Мужское-женское, или Третий роман - Ольга Новикова
Шрифт:
Интервал:
Закладка:
– Дельце у нас наклевывается общее, кажется? – Неслышно подошедший Макар взял Нерлина под локоть и повлек его к окну.
Бесцеремонно по отношению к Клаве поступил. На правах друга с большим стажем, наверное, – она тут же мысленно оправдала его, но ссадинка осталась. Поцарапала не неучтивость Макара, а обрыв невидимой другим связи, что возникла между ней и Нерлиным. Который, наверно, ничего и не заметил?
Наконец броуновское движение присутствующих персон и персонок сменилось статической картиной.

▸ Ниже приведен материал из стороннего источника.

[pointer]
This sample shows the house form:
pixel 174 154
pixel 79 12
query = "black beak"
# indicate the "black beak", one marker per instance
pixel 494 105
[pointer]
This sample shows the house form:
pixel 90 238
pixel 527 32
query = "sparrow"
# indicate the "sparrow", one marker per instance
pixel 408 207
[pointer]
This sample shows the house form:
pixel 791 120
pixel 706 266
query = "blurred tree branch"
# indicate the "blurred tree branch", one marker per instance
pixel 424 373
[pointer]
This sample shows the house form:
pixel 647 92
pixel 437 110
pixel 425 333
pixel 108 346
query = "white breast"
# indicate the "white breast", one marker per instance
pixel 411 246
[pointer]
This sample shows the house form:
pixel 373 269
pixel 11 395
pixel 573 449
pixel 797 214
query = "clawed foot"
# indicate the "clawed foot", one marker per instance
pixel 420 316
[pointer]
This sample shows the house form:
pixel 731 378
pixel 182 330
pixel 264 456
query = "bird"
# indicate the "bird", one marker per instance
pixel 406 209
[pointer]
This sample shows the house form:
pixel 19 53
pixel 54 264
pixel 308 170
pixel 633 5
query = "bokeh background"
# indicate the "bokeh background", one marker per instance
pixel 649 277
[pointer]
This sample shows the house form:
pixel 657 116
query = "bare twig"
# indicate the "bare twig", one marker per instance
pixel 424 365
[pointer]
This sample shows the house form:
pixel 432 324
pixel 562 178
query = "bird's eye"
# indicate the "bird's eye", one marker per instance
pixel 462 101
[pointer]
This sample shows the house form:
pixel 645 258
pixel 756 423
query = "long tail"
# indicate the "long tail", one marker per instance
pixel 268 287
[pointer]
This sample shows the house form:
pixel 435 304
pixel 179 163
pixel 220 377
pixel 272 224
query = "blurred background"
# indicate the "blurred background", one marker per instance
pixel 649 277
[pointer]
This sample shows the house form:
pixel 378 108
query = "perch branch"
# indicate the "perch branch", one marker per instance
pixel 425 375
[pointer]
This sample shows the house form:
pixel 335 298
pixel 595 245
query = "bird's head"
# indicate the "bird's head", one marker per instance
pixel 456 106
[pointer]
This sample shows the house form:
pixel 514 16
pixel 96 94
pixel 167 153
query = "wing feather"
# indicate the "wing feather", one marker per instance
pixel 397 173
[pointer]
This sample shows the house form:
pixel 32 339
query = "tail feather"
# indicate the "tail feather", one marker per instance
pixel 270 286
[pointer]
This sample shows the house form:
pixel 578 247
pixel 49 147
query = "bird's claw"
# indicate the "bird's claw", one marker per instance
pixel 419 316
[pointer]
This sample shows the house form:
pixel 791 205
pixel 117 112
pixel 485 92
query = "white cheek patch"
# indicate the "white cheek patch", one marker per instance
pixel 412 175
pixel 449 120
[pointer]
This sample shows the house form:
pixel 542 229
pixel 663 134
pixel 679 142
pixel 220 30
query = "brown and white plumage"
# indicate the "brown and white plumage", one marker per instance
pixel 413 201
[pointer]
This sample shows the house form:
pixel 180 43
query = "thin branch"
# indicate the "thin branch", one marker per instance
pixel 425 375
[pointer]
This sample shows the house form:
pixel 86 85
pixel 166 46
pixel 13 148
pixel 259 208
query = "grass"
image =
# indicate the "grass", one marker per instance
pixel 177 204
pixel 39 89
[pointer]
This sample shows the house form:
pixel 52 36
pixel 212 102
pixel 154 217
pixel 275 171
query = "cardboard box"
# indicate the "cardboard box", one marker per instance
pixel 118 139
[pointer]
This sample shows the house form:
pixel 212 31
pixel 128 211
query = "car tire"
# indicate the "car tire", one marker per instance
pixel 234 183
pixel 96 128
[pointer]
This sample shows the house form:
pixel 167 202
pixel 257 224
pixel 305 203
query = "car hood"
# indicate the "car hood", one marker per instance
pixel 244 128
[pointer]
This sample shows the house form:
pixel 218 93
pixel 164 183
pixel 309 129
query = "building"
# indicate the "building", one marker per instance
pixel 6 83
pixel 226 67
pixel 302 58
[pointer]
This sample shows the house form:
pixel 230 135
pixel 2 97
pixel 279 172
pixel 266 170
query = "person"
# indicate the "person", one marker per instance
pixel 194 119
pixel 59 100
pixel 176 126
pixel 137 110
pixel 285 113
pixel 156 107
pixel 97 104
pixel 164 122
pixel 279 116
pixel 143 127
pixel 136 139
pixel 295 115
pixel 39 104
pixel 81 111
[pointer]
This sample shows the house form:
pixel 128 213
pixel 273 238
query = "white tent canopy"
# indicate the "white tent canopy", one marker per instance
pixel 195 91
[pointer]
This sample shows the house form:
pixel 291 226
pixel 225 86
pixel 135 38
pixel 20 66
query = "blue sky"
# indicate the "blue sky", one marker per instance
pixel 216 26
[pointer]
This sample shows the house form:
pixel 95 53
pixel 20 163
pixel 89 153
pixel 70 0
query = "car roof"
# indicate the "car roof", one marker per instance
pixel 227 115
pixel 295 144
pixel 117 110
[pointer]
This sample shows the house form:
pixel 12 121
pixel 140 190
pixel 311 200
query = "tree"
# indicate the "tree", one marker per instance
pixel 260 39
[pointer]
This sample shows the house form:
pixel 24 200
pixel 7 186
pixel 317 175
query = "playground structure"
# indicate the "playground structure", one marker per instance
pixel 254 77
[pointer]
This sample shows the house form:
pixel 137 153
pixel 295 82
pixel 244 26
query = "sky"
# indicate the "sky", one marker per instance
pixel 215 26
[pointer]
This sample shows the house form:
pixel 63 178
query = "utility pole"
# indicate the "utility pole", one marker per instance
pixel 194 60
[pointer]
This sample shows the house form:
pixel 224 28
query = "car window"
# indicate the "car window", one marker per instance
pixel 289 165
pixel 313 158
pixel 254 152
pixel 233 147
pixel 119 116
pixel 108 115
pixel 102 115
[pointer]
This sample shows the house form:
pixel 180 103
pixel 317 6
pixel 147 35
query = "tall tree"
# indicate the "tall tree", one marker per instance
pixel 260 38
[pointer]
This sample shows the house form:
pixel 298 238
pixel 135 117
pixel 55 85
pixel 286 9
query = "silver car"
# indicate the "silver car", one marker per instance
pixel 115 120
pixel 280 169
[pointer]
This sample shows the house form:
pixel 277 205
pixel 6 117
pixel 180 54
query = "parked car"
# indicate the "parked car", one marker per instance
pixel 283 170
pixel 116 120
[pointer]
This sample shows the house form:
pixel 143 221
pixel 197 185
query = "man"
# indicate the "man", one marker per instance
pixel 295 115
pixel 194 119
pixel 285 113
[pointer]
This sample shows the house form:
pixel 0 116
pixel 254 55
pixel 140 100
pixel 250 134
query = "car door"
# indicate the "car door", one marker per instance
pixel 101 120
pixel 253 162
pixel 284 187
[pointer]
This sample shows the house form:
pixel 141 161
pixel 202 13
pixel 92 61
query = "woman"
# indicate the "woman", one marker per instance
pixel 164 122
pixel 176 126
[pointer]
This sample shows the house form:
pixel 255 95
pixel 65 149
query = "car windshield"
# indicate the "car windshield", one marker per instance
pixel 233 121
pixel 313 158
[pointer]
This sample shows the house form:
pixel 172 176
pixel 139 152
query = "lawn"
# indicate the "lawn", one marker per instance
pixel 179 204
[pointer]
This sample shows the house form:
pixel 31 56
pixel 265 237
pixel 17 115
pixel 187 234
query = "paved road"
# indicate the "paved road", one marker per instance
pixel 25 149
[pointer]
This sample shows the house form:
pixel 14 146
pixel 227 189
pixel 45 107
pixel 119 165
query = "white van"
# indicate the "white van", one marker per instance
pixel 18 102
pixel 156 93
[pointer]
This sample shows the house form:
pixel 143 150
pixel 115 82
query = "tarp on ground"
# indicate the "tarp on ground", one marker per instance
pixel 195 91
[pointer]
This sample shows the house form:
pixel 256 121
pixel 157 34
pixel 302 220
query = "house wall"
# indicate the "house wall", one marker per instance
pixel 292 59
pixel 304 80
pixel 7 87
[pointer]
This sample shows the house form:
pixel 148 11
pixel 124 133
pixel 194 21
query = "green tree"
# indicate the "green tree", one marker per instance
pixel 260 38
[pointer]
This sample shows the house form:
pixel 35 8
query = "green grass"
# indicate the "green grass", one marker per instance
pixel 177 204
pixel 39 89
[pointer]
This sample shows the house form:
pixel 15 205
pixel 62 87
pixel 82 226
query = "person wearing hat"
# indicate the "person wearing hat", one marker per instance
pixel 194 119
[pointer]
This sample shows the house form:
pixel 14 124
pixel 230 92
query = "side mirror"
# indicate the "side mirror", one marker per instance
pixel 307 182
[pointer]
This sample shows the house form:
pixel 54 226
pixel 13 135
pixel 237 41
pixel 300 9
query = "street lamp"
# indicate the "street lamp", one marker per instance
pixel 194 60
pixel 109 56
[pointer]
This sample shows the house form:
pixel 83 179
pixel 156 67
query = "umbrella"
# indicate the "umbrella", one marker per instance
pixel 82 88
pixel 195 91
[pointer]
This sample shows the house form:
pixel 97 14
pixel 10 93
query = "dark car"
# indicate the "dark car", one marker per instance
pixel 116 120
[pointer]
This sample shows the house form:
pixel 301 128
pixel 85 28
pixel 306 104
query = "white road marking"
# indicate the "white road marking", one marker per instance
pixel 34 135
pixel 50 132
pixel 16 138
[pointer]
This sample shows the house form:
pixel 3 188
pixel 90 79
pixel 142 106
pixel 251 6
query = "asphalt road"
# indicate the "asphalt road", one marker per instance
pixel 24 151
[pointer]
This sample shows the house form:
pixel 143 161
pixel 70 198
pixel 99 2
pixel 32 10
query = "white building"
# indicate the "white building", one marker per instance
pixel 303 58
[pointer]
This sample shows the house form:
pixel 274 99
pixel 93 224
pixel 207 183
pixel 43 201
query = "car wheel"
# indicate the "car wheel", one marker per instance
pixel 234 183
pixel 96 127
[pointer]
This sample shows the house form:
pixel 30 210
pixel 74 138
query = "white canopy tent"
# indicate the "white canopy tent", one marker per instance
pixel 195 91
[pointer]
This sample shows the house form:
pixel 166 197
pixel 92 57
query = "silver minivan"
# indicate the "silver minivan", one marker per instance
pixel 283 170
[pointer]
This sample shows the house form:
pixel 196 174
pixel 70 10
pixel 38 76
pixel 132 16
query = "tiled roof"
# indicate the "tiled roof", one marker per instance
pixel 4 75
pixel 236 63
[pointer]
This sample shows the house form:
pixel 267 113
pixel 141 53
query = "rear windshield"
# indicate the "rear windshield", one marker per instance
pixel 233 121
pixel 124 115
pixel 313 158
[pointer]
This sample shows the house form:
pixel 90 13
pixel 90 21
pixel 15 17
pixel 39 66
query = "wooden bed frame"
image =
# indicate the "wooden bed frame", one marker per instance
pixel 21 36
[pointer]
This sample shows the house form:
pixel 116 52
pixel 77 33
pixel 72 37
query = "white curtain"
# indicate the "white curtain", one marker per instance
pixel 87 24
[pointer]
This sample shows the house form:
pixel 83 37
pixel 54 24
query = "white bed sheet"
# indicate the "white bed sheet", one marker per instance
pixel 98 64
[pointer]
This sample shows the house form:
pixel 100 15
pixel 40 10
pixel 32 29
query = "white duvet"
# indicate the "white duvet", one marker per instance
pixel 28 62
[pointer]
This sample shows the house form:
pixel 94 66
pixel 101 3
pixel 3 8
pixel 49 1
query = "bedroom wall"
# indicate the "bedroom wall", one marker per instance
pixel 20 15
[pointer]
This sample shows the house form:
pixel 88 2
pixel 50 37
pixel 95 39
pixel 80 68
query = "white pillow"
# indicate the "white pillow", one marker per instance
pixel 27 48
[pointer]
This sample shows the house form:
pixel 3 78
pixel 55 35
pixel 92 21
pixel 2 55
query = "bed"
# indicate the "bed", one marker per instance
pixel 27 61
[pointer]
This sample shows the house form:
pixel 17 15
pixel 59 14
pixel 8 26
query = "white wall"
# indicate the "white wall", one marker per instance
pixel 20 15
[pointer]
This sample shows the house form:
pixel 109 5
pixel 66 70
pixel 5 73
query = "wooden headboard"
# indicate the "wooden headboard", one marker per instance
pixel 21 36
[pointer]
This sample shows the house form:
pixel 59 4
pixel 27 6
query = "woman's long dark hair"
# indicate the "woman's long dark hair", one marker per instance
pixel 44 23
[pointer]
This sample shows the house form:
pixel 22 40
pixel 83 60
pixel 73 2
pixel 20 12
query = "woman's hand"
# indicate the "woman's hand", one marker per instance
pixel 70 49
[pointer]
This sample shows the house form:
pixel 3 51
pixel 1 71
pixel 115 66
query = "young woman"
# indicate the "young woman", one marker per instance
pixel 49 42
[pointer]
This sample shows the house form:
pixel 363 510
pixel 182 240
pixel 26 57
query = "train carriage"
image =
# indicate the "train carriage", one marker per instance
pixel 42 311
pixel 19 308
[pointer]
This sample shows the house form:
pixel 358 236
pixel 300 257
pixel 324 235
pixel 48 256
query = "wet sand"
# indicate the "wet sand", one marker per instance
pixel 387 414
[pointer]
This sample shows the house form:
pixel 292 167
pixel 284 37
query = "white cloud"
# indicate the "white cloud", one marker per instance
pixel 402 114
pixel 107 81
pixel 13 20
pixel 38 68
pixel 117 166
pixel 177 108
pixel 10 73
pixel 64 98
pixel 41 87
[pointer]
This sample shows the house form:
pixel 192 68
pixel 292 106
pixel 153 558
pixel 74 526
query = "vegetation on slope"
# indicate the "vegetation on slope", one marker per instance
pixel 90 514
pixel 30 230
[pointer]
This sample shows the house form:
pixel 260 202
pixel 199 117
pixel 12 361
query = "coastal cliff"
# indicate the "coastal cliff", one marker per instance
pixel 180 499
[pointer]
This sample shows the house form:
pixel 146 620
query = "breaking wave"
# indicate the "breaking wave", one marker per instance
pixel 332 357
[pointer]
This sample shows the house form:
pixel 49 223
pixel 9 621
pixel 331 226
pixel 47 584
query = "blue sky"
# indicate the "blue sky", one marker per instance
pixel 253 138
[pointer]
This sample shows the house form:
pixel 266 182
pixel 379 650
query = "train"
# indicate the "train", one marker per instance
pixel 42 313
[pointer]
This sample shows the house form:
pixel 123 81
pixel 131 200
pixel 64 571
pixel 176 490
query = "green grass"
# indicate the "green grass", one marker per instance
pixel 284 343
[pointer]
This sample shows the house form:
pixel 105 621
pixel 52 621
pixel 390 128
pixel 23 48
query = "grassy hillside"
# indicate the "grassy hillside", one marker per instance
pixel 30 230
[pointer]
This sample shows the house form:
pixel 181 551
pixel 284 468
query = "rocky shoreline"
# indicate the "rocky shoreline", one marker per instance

Все уставились на посла, вошедшего не из парадных, а из боковых дверей и позвавшего к трапезе. У входа в столовую официант приближал к лицу каждого поднос, на котором вокруг овала, повторяющего контур столешницы, лежали карточки с именами гостей и хозяев. Клава сообразила, что так помогают найти свое место за большим столом, но хватательный инстинкт сработал, и она взялась за свою картонку. Привыкший к этому официант необидно остановил ее руку – схему-то нарушать нельзя.
Нерлина посадили справа от жены посла (вульгарно обозвать ее «послихой» даже про себя язык не поворачивался – так та была эстетически оформлена и доброжелательна), Клаву – по левую руку сидящего слева от посольши (так изящнее?) правоведа из Сорбонны (самая неудобная диспозиция для восстановления разговорной связи с Нерлиным). Тосты-речи, еда с незнакомыми названиями и вкусовыми ощущениями… Неуютно было оттого, что за спиной правоведа и почти вплотную к Клаве, без тарелок-рюмок, сидел его переводчик – ну как жевать при человеке, которого не кормят? Буквально кусок в горло не лез от такого недемократизма, хоть и неизбежного: с набитым ртом не напереводишься.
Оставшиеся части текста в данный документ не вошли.